Manuel’s photographs are of rural Mexico as seen in that 20th-century window before globalization. He photographed the period when the peasants still wore traditional dress. Men wore huarache sandals, made from worn-out recycled rubber tires with leather straps, for footwear rather than plastic flip-flops or tennis shoes. Women were never seen without a rebozo, a shawl used as a wrap for the cold or shade from the sun and to carry babies or large, cumbersome and unwieldy bundles. Manuel’s adult subjects are proud and strong; his children are happy, inquisitive and optimistic; and his animals, more often dogs, are central to rural family life. In contrast, his photographic eye also captures the disconsolation and despair—the pathos—central to the character of these peoples. His images are a social documentary of Mexico’s marginalized impoverished rural farming, ranching and fishing communities just after the mid–20th century.
Manuel photographed his subjects with a Rolleiflex-film camera, which is a medium-format camera; thus, his black-and-white images are rich in detail. He did his own printing and was secretive about the location of his authentic Mexican shooting venues. It was only after the University of Texas at El Paso acquired the Carrillo archives in 1984 that the locations were revealed. It turns out that he photographed throughout Mexico, from Veracruz on the Gulf of Mexico to Guanajuato in the interior, as well as in his very favorite and magnificent spot on the Mexican Pacific coast, Zihuatanejo.

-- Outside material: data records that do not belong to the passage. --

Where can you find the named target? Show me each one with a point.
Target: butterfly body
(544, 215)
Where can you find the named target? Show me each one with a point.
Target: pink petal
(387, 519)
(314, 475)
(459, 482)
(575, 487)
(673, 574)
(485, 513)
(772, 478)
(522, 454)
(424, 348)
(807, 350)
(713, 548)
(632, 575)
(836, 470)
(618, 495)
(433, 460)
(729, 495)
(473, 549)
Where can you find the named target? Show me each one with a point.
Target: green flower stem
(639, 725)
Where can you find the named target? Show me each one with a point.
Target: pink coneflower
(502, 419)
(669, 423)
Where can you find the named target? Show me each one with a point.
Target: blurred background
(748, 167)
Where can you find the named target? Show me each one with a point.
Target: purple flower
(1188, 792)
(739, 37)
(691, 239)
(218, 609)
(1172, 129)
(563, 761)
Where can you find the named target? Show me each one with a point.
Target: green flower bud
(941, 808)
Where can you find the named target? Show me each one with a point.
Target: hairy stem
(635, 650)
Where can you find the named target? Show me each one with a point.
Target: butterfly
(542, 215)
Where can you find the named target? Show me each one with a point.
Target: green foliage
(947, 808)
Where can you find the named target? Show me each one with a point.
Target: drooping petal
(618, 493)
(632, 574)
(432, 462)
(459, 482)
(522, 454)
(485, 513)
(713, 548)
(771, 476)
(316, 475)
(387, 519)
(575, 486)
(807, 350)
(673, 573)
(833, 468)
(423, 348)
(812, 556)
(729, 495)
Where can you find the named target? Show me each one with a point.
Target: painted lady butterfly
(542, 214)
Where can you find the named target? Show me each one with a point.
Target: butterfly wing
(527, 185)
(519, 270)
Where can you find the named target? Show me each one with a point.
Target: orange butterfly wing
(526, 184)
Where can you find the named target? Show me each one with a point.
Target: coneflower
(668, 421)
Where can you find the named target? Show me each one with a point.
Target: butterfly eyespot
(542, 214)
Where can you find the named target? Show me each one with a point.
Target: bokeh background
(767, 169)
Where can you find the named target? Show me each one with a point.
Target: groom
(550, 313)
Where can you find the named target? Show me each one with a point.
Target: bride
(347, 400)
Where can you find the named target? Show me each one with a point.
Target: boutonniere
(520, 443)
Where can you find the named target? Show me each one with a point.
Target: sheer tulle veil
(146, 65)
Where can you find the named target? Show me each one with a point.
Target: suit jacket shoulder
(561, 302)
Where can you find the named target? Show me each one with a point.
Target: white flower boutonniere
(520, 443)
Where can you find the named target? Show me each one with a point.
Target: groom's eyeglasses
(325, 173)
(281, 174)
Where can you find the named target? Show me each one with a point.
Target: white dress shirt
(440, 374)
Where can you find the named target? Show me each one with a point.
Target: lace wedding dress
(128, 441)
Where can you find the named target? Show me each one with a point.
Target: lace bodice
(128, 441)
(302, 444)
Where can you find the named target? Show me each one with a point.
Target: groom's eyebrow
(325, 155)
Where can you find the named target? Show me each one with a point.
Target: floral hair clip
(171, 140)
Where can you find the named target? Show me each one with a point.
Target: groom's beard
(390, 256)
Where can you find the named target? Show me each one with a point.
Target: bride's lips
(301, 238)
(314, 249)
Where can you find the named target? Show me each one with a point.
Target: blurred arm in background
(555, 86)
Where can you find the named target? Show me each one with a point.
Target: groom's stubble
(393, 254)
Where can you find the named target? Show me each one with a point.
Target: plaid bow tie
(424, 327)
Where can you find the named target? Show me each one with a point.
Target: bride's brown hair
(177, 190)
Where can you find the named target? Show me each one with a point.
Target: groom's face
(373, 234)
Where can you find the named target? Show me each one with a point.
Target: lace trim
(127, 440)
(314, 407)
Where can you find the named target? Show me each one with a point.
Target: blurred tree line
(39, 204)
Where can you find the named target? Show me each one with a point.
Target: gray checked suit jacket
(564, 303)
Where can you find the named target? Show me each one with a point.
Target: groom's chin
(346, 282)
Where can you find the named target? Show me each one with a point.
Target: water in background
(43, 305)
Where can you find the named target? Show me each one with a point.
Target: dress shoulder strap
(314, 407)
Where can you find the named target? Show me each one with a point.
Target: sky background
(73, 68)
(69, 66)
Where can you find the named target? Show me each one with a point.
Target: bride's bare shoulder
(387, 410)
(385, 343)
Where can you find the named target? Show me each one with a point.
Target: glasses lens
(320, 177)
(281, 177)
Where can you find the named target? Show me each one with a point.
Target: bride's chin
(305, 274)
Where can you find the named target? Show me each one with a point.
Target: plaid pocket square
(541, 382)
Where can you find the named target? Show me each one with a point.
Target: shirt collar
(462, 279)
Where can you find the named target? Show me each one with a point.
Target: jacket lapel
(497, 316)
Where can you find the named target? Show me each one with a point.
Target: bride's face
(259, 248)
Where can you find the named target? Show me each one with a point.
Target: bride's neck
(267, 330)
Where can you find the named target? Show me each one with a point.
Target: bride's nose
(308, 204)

As a young man of 16 and speaking no English, Manuel moved to and found work in New York City. Eight years later, in 1930, he returned to Mexico, where with his proficiency in English he took employment in administrative positions with railroad companies and in tourism. At the age of 49 he married Consuelo Cadena, and for the first time he began taking photographs. He also joined the Club Fotografico de Mexico. With the help of friend and contemporary Frank Christopher, a photographer and collector, and Arnold Gilbert of the Gilbert Gallery in Chicago, his photographic career was launched. He had his first international exhibition, titled Mi Pueblo (“My People”), at the Chicago Public Library in 1960. The only monograph of his work, Manuel Carrillo: fotografias de México, was published in 1987. Manuel Carrillo’s work has been seen on four continents in 209 individual exhibitions and in 27 group exhibits. He died in Mexico City in 1989 at the age of 83.
Manuel Carrillo’s work is in the following collections: San Antonio Museum of Art; Museum of Fine Arts, Houston; Minneapolis Institute of Arts; Art Institute of Chicago; Smart Museum of Art, University of Chicago; Princeton University Art Museum; Rockford Art Museum, Rockford, IL; Museum of Art, New Orleans; San Francisco Museum of Art; Los Angeles County Museum; New York Public Library; Museum of Contemporary Photography, Columbia College, Chicago; National Museum of Modern Art, Kyoto, Japan; Center for Creative Photography, University of Arizona, Tucson; Boca Raton Museum of Art, FL; and the Carrillo Collection at the University of Texas at El Paso.